Initially Ashton taught French at Highbury Grove school in north London, where with a colleague, Pat Evans, a science teacher, they set about forming the London Schools Jazz Orchestra in 1965 with the percussionist Frank Ricotti as their first star participant. Sure that there were other talented young jazz musicians in local schools, they found and recruited the saxophonists Stan Sulzmann and Bob Sydor and the drummer Bobby Worth to be founder members along with Ricotti.
The group was later renamed the London Youth Jazz Orchestra and then the National Youth Jazz Orchestra, and Ashton became its de facto director in 1973, giving up his teaching post at St Clement Danes school in Hammersmith to do so. From then on he embarked on a whirlwind of activity, finding players, hosting rehearsals, arranging up to 40 concerts a year and organising school workshops.
The orchestra’s base was at Ashton’s home in Harrow, north-west London, where he built up a substantial library of arrangements, about 600 of which were commissioned from British writers and all of which were made available to other youth orchestras.
As funds were initially short, Ashton, acerbic and indomitable, depended on the money coming in from Kay’s position as a lecturer in health education. But the situation improved as sponsorship deals began to accrue, to the point where Kay became his administrative assistant, dealing with all the red tape inherent in keeping the band going.
It is impossible to pinpoint or list all those who passed through NYJO but Ashton’s policy was clear: anyone good enough is old enough. The trumpeter and educator Gerard Presencer and the saxophonist Nigel Hitchcock joined aged 12 and stayed, while the trumpeter-bandleader Guy Barker was 14 and the virtuoso trombonist Mark Nightingale was 16. Each has gone on to attain international fame, as have so many others of NYJO’s putative stars, notably the trombonist Eliott Mason, now a salaried member of Wynton Marsalis’s Jazz at Lincoln Center Orchestra, the best of its kind in the world. One other noteworthy recruit was the vocalist Amy Winehouse, who sang with the band for a few months in 2000: Ashton told me he dealt with more press inquiries about her than anything else in the band’s history.
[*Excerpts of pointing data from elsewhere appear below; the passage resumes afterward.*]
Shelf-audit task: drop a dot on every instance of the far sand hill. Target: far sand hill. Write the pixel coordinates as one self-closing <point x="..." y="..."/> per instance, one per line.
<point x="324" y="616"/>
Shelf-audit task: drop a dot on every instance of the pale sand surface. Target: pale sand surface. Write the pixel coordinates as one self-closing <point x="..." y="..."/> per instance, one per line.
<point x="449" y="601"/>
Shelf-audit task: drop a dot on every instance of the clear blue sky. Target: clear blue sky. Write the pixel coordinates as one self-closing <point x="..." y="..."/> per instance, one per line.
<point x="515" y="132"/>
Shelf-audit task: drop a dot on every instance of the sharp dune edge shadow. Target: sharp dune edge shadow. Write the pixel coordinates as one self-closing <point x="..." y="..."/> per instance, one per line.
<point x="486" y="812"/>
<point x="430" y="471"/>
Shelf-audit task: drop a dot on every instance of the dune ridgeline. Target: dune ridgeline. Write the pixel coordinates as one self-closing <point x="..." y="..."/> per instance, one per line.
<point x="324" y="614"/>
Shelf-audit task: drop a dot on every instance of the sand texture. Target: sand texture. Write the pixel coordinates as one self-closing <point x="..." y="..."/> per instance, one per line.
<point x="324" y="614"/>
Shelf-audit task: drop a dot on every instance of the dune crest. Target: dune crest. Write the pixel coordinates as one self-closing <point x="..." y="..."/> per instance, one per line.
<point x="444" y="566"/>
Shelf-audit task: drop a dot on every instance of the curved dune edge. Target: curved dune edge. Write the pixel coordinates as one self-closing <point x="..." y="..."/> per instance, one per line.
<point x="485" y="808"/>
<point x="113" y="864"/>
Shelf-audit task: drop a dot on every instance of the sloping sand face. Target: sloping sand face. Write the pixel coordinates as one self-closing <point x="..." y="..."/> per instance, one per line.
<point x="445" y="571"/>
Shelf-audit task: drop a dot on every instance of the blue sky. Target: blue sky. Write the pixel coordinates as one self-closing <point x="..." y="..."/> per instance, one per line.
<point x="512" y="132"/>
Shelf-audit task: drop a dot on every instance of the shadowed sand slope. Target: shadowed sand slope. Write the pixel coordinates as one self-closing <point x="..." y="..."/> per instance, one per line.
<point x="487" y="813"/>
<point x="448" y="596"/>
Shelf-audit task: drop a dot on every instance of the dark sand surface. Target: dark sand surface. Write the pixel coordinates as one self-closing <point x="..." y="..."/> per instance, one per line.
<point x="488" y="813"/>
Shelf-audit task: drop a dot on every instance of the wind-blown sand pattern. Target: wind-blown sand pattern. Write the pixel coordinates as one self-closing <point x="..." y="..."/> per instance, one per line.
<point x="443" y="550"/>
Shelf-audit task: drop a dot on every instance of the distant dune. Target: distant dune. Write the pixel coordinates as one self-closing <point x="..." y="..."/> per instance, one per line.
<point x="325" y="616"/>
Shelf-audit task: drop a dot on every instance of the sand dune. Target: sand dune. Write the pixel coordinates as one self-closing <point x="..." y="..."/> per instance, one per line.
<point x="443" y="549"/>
He also wrote songs and lyrics for the orchestra, laid on tours to the US, Russia, Oceania and Turkey, edited its stylish colour magazine and ensured that there were regular recordings on its own NYJO label, with his son Miles as the in-house sound engineer. There were also annual seasons at Ronnie Scott’s, with Ashton as a quick-witted and funny emcee, animatedly identifying soloists and plugging their home towns.
Ashton’s full-time role as musical director and booster-in-chief endured for more than 40 years, until questions began to be asked about the wisdom of the NYJO having all its eggs in one administrative basket. A new board was formed in 2009 and Ashton became a reluctant retiree, replaced by the trumpeter Mark Armstrong, a former star NYJO soloist. The orchestra is now supported by Arts Council England with professional staff members.
Named as life president on his retirement, Ashton then formed his own big band, which played occasional dates. But the orchestra was his life’s work, and with his raison d’être removed, he chose to spend his final years quietly – a change indeed for a man who had been so committed to the task he had set himself.
Ashton’s 1978 MBE for services to jazz was advanced to OBE in 2010.
He is survived by Kay, their three children, Grant, Miles and Helen, and seven grandchildren, Cameron, Georgia, Alexandra, Ella, Felix, William and Monty.
• William Michael Allingham Ashton, jazz educator and band director, born 6 December 1936; died 8 March 2025
• This article was amended on 25 March. An earlier version stated that Brian was Bill’s older brother when he was in fact younger; he did not go to the Yorkshire prep school that Bill attended.